The NCRAs initiate their investigation of a public record dispute by again collecting the public record and re-checking. A data retrieval service called LNRDRS collects a combined 1-2 million public records annually at the NCRAs' request.  In response to a dispute related to a public record, LNRDRS will typically send a data collector to the source to re-check the record and look for updates and report one back to the NCRA that the  status has changed (e.g., lien paid off); status is unchanged or unable to verify.  The NCRAs retain responsibility for determining whether a public record is accurately attached to a consumer's file.

Recent reviews of NCRA accuracy to data have been either industry or consumer advocacy based and thus potentially bias. The FTC is expected soon to complete a mandated decade-long study on credit report accuracy and expects to issue a final report in 2014. It will attempt to estimate the proportion of credit files that contain material errors, identify the main types of errors and their frequency, as well as their impact on consumers' credit scores and hence the errors' impacts on affected consumers' access to and cost of credit.

The CFPB is now accepting consumer complaints about credit reporting, giving consumer's individual- level complaint assistance for the first time at the federal level with consumer reporting agencies.

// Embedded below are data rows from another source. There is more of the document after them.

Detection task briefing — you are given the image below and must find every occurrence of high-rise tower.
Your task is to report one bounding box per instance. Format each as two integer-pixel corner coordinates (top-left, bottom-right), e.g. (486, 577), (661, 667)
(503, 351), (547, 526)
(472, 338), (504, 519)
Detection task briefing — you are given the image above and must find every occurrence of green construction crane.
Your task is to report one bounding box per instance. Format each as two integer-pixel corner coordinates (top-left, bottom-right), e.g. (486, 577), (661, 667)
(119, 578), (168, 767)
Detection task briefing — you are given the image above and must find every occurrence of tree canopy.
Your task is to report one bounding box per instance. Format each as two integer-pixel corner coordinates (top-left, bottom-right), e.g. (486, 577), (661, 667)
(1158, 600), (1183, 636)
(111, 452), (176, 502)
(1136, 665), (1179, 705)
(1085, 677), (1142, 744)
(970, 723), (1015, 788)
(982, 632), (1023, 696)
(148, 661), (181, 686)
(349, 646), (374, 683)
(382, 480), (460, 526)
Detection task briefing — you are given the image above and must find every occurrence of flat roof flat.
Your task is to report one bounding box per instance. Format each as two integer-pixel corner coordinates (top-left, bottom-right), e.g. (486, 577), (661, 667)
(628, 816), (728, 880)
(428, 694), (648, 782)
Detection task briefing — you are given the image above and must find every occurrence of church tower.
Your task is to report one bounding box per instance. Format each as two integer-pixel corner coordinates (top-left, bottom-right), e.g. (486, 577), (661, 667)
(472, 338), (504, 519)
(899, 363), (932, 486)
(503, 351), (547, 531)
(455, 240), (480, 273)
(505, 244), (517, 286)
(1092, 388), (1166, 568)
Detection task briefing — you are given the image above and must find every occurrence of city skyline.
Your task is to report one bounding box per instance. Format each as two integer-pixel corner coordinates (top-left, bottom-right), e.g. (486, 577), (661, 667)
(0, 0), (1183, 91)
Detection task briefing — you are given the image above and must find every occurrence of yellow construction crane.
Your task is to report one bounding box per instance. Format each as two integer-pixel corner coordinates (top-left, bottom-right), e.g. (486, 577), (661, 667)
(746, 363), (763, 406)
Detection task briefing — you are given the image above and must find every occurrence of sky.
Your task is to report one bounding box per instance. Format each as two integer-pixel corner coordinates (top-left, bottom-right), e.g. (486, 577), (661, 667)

Finally, as part of its supervision of large financial institutions, it is examining the consumer reporting practices of the furnishers that are responsible for a preponderance of information contained in credit reports. These efforts will give the CFPB an opportunity to further evaluate the potential roles of credit report accuracy measurements and of metrics related to the NCRAs' and furnishers' various business processes in improving overall accuracy in the U.S. credit reporting system.